Fort Stewart, GA Image 1
    Fort Stewart, GA Image 2

    Fort Stewart, GA History

    Fort Stewart was established in 1940 as an anti-aircraft artillery training center. The post was named after American Revolution hero General Daniel Stewart, veteran of both the War of Independence and the War of 1812. Fort Stewart was surveyed and built in 1940, when war in Europe threatened to draw the US in.

    The new post quickly became home for the Anti-Aircraft Artillery Training Center, and named Camp Stewart. Early exercises were with wooden mock-ups of targets, and in some cases guns, as material was in short supply. Once guns, ammunition, and targets were available, live-fire exercises commenced, originally off post, as ranges were not completed. In the fall of 1941 the Army conducted the Carolina Maneuvers, a series of field exercises with about 350,000 troops, including Stewart anti-aircraft units. Overall the maneuvers were a success, giving Army planners much needed insight into the state of readiness. Stewart units, mostly activated National Guard, looked forward to the end of their tour, but were instead some of the first troops ready for deployment when the attack on Pearl Harbor drew the US into World War II.

    Suddenly supplies were available, along with new guns, plenty of ammunition, and new range areas. WASP (Women Airforce Service Pilots) fliers were soon available to tow live-fire targets, and shortly Stewart's AA crews were deployed to various overseas theaters. In time the WASP-towed targets were replaced with radio-controlled targets, as industrial aircraft production came up to speed. By 1943, Stewart was also being used as a POW camp for Italian and German soldiers, who were employed as laborers at the fort and on local farms to cover labor shortages.

    At the end of the war, the post became a demobilization and separation center, then deactivated, with only two officers, ten enlisted men, and fifty civilian employees. Camp Stewart was used by the Georgia National Guard, but otherwise abandoned.

    With the onset of the Korean War, Stewart came back to life, when it was redesignated as the Army's 3rd Artillery Anti-Aircraft Training Center, the post repaired, rebuilt, and upgraded. AA training commence again and units deployed to Korea. In 1956, after the end of the Korean conflict, Camp Stewart was redesignated Fort Stewart, and in 1959 the training center shifted to armor and artillery training, the Army observing that most anti-aircraft was now missile based. In 1961 Fort Stewart was facing a possible closure, with Congressional budget concerns looking at the expected declining need for the post's training. However, quite suddenly, Fort Stewart was one of the most important power projection bases in the Army, as the 1st Armored Division was ordered to post and staged for action as part of the Cuban Missile Crisis. This crisis was defused, however, and Fort Stewart soon after hosted US President John F. Kennedy as he inspected the 1st Armored Division in the after-crisis.

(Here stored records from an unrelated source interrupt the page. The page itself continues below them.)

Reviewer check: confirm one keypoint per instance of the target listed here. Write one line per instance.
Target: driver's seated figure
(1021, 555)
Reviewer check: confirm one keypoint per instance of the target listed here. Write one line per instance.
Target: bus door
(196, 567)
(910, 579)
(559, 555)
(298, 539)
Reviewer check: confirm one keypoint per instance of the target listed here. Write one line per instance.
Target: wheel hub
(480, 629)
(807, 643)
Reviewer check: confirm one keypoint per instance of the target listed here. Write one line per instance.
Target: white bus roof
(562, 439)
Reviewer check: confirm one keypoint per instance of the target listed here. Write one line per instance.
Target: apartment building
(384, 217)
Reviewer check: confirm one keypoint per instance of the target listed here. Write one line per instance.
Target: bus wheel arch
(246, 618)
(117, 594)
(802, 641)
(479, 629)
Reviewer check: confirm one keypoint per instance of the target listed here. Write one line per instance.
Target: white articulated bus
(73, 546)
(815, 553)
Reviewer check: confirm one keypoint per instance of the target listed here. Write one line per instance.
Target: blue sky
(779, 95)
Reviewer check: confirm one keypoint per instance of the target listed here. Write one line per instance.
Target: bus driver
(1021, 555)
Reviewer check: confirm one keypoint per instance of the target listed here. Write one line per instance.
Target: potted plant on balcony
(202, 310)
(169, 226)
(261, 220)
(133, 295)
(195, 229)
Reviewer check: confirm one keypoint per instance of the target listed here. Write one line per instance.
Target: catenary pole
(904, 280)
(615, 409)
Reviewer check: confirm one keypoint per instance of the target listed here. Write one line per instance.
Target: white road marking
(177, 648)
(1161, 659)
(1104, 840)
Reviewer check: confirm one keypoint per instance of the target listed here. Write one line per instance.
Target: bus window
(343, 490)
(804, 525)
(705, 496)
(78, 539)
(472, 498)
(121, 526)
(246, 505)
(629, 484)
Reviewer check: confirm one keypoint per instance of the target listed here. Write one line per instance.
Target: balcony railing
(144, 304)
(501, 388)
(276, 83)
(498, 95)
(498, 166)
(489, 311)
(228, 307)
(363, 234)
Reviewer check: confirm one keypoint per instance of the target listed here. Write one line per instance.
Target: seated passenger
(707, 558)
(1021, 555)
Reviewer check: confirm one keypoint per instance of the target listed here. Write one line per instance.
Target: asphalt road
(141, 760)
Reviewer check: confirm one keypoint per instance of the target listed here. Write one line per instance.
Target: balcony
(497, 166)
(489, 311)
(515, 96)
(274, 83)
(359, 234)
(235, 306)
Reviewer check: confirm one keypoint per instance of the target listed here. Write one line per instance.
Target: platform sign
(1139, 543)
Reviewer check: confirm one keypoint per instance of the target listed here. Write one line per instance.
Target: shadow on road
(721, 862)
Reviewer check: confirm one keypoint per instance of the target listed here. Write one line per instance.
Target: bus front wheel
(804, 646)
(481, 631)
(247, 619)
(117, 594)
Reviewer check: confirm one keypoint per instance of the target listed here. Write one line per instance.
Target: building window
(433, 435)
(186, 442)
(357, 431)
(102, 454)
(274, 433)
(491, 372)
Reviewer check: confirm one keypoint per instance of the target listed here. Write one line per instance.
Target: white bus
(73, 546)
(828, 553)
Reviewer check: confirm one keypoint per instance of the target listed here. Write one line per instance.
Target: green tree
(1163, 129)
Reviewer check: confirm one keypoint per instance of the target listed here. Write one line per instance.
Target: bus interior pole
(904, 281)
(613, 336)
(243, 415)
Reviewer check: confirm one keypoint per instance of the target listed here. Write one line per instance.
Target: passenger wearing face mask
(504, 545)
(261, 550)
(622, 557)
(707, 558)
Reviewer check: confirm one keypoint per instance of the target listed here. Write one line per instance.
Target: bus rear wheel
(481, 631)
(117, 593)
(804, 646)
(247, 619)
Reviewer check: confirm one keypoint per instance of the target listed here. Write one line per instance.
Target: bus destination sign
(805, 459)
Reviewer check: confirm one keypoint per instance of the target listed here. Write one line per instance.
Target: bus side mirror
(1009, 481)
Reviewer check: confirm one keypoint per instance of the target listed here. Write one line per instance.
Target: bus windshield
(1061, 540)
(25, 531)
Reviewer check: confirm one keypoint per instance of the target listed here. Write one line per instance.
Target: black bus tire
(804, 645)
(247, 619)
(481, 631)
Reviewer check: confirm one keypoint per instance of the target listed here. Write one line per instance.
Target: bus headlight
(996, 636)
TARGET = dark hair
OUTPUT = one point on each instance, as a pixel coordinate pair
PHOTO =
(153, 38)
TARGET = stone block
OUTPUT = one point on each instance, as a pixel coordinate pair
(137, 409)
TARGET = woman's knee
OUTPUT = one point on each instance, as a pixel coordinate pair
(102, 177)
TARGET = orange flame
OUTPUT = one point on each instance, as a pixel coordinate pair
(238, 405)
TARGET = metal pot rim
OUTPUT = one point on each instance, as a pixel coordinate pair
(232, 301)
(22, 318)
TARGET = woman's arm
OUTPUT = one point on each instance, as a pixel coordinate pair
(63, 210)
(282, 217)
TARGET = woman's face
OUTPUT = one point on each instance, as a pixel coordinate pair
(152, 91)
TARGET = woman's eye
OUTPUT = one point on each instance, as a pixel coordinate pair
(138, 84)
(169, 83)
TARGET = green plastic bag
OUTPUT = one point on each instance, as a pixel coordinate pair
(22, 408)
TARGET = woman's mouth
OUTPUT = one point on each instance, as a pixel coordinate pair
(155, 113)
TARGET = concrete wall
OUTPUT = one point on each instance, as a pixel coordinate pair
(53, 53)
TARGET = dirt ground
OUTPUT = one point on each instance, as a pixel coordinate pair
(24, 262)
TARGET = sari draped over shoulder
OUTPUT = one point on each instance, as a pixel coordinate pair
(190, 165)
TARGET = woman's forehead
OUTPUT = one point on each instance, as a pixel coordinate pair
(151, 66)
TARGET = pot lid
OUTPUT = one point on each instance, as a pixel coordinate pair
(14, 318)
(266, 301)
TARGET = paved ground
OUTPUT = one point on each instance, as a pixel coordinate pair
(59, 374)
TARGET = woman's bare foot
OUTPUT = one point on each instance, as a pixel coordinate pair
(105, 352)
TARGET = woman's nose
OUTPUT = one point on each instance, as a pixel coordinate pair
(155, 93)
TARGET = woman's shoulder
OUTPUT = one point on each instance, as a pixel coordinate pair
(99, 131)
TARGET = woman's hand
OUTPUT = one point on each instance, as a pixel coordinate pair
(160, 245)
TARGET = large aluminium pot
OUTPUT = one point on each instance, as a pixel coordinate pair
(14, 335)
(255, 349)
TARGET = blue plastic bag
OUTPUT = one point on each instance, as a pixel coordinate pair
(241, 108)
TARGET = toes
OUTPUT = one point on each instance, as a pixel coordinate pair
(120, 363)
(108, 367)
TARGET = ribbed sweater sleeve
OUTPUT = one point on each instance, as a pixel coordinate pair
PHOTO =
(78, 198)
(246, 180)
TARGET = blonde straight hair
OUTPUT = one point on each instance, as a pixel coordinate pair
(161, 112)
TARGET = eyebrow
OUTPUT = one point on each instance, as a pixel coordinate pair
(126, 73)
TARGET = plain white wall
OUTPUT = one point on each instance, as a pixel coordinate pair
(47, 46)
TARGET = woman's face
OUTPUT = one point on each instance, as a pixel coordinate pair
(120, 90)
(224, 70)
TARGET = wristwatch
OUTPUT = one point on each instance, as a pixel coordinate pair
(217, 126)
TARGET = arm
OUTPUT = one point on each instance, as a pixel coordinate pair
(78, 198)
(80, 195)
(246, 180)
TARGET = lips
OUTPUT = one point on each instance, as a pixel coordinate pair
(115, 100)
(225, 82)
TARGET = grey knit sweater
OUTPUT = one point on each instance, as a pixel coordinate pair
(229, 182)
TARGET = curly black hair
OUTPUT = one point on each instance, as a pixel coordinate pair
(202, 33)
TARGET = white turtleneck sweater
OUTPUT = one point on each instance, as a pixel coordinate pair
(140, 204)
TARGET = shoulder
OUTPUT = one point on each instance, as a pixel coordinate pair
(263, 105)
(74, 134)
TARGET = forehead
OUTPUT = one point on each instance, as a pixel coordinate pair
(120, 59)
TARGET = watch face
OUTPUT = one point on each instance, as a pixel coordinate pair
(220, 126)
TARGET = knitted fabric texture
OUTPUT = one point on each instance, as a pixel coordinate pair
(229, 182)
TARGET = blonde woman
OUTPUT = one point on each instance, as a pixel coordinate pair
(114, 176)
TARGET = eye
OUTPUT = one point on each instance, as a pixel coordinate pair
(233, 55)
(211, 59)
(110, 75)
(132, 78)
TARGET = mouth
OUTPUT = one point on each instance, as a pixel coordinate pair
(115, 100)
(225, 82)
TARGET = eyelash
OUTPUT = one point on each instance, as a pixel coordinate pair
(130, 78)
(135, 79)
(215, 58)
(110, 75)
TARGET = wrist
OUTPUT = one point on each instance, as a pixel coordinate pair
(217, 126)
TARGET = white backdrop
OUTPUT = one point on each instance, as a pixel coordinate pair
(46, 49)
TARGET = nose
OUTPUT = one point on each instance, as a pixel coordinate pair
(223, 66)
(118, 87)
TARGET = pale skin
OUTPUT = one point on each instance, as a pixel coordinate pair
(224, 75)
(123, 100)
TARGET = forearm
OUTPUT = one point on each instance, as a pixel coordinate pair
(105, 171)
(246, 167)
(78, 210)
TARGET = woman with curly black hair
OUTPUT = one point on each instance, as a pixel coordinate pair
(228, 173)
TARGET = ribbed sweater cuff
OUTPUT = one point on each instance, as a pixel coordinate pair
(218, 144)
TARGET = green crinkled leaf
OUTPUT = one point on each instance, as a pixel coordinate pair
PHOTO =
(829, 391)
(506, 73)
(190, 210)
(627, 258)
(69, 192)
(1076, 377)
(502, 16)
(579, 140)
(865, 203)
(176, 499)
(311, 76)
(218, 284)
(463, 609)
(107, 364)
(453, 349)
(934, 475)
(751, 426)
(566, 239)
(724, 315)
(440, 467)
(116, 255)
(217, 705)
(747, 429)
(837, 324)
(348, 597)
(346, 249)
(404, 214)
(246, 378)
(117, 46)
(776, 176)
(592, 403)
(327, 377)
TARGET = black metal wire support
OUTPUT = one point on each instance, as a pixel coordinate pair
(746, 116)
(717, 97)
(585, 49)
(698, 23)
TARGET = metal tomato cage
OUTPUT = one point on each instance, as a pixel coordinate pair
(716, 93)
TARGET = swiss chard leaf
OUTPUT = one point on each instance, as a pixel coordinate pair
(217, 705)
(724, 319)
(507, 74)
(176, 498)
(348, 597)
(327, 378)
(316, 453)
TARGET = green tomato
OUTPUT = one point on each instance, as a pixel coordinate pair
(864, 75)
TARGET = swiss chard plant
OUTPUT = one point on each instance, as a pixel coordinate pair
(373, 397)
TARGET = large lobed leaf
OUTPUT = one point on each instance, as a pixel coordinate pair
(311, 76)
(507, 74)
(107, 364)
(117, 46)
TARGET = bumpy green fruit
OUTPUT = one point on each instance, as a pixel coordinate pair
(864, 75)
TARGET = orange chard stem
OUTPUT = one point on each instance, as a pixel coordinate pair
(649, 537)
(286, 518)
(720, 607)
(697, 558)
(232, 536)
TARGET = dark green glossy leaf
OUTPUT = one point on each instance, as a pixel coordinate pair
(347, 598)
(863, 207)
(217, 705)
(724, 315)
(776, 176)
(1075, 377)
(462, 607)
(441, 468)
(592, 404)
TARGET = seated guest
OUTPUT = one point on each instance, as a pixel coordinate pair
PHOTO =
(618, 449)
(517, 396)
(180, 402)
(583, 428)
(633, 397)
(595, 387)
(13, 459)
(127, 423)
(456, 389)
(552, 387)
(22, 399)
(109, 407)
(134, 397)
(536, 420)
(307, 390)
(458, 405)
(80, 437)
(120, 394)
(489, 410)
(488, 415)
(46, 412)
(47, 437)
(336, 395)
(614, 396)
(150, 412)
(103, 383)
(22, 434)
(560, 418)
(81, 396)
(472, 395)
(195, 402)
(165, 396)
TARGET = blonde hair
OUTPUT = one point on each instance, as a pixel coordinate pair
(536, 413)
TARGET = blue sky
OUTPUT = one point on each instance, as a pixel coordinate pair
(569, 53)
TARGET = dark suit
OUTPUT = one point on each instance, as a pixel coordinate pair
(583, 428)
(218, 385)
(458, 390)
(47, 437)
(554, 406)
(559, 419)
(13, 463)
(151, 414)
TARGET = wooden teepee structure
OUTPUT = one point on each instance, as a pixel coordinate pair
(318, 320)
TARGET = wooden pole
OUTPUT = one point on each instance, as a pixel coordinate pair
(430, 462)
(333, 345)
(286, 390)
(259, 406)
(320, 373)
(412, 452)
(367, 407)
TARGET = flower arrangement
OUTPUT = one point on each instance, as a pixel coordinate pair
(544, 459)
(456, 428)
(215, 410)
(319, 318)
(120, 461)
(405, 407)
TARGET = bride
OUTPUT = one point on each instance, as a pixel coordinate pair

    The tense international situation kept Fort Stewart active, as the Vietnam War created a demand for helicopter pilots; now instead of training to shoot down aircraft, Stewart was training to fly. In 1967 the Air Force deactivated nearby Hunter Field, and the Army took possession. The airfield is now part of the Fort Stewart complex, and integral in housing and supplying aircraft and crew for troop transportation overseas.

    With the US extraction from Vietnam Fort Stewart's activity level dropped back, once again mainly used by National Guard for two years, until in 1974 the fort gained a Ranger battalion and the 24th Infantry. The fort's large area and integrated air field made excellent training areas, and Fort Stewart has had a stable unit presence since the mid-1970s. In 1996 the 3rd Infantry Division was activated at Fort Stewart, which houses the unit to this day.

    In the 1990s and 21st century, Fort Stewart demonstrated its power projection capabilities by sending units to the Gulf War and the Iraq and Afghanistan theaters repeatedly.
    Currently, the post is used as a training facility for field artillery, helicopter gunnery, tank, and small arms training, and plays an integral role in the support of assigned, attached and tenant activities and units.